Incoming House Speaker Terrance Carroll, D-Denver, said that despite the faltering economy and nebulous congressional plans, there still are some things the state can do immediately.
But, Carroll added, a lot of that likely only will focus on ways to save money.
"We have far too many underinsured and uninsured people in the state of Colorado, and we need to take a long, hard look again at how do we provide the most adequate coverage," he said.
"I know there's some folks who want to talk about single-payer, and I'm an advocate of single-payer, but we need to also look at those things that we can do right now to reduce the cost of health care."
Carroll said that effort will focus on preventive care, and expanding access to community- and school-based clinics.
He said having more people utilizing preventive care for those with little to no insurance ultimately will cheapen health-care costs for everyone else.
At the end of January, the Legislature is expecting to receive a report on a measure it approved this year: the Centennial Care Choices Program.
That program was one of several that came out of a special health-care reform commission last year, which eyed several options that ranged from keeping the current system in place to going to a single-payer plan.
Centennial Care was in the middle of that spectrum. It would meld a public health-care plan with private ones and the report is to detail just how that would be done.
Massey expressed doubt, however, that the Legislature would approve going ahead with such an idea in the current state of the economy and uncertainly over how Congress will act, if at all.

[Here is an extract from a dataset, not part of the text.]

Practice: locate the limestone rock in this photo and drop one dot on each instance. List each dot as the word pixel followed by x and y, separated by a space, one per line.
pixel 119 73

Still, he said the report will be helpful because it should offer better details on how the state could change its health-care system by focusing on base-level of care for everyone.
"It will give us a lot of really good information," Massey said. "This will at least quantify the costs. Every insurer is different, whether you're an HMO or a PPO. Everyone has different levels of coverage, and this is going to set a minimum level of coverage that everyone should have. If nothing else, it will give us some outstanding baseline information."
The Legislature's Health Care Reform Committee is planning to introduce some measures when the session begins on Jan. 7, but none calls for sweeping changes.
Massey plans to introduce three of them, including one calling on the Colorado Department of Health Care Policy and Financing to study the feasibility of allowing Medicare and Medicaid patients and medical professionals to get and renew their drug prescriptions over a secure connection on the Internet.
Massey said that idea, along with others, are only designed to help the state save money, which would allow it to cover more people.
"We're not going to see anything that costs substantial dollars, and anything in health care that's at all comprehensive has a significant price tag," he said. "So the sad part is, we're all playing this watching and waiting game to see exactly how ambitious we get (nationally) with health-care reform."